15. Learned counsel for the respondent No.2/complainant submits that the applicants are habitual offenders, in the sense, that they have formed habit of negligently treating patients. While arguing the point, the learned counsel for the respondent No.2 refrained from saying anything further against the applicants. In support, he invites our attention to the avernments made in the reply of the respondent No.2 in paragraph No.8 which suggests that a similar crime of medical negligence has been registered against both the applicants vide Crime No.261/2017 for causing death of one patient, Ku. Nidhi. Just because another similar crime has been registered against the applicants, it cannot be said that the present crime registered against the applicants discloses prima facie commission of the offence registered. Quashing of a crime would depend upon the nature of the allegations made against the accused, material available on record and the necessary inference which is required to be drawn from those allegations while accepting those allegations to be true. The allegations made in the present crime against the applicants, taken at their face value, do not show anything more than the case of negligence as pleaded by complainant himself.

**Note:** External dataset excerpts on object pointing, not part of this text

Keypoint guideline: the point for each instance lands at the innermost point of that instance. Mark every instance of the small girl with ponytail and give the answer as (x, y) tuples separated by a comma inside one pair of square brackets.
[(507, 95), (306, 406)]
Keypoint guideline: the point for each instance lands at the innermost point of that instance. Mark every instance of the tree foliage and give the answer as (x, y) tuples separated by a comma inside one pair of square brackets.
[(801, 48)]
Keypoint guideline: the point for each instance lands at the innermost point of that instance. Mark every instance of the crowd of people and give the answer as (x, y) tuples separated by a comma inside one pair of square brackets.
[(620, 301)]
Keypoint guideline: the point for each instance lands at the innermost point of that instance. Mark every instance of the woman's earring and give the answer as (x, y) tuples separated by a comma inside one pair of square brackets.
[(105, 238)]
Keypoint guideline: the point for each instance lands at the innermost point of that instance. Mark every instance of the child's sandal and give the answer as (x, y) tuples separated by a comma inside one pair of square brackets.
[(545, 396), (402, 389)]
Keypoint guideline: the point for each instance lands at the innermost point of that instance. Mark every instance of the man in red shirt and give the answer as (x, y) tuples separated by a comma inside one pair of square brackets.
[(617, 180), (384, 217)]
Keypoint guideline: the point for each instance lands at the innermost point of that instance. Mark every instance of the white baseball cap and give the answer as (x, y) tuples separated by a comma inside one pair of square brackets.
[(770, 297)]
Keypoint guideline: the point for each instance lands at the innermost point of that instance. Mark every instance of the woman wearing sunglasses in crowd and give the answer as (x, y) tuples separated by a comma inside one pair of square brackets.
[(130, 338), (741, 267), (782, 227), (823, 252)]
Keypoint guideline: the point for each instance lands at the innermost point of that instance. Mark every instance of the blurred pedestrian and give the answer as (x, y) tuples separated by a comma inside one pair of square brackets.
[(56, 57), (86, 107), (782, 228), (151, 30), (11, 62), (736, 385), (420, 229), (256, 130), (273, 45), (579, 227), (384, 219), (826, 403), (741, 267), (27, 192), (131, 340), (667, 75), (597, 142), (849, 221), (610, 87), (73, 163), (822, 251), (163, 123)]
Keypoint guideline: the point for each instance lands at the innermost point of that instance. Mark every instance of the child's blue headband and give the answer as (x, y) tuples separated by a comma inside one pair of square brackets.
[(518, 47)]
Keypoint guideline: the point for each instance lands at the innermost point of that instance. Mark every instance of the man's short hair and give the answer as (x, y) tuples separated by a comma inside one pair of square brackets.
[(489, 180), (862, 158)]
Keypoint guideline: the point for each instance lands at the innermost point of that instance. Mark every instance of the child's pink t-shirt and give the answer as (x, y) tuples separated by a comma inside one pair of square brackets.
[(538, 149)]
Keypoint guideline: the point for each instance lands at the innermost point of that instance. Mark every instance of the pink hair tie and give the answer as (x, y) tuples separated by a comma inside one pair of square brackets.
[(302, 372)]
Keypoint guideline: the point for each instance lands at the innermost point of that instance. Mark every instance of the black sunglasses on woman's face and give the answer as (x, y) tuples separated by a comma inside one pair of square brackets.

But even for that case, the Expert Committee Reports do not extend any helping hand and that the allegations of negligence have also been made with much delay, delay of more than one year which has not been explained in any manner by the complainant. All these facts clearly show that the allegations taken at their face value and accepting them entirely, do not make out any prima facie case against the applicants for the offence punishable under Section 304 of the Indian Penal Code. It would then follow that in this case, the antecedents of the applicants for the present purpose would be irrelevant. Previous conduct of an accused is relevant in such matters as the grant of bail or in implementing the sentencing in policy. The argument, therefore, is rejected.
16. In the result, we are inclined to allow the application. Accordingly, the application is allowed in terms of prayer clause (a).
17. Remuneration of Rs.3,000/- (Rs. Three Thousand only) be paid to the learned appointed counsel appearing for respondent No.2.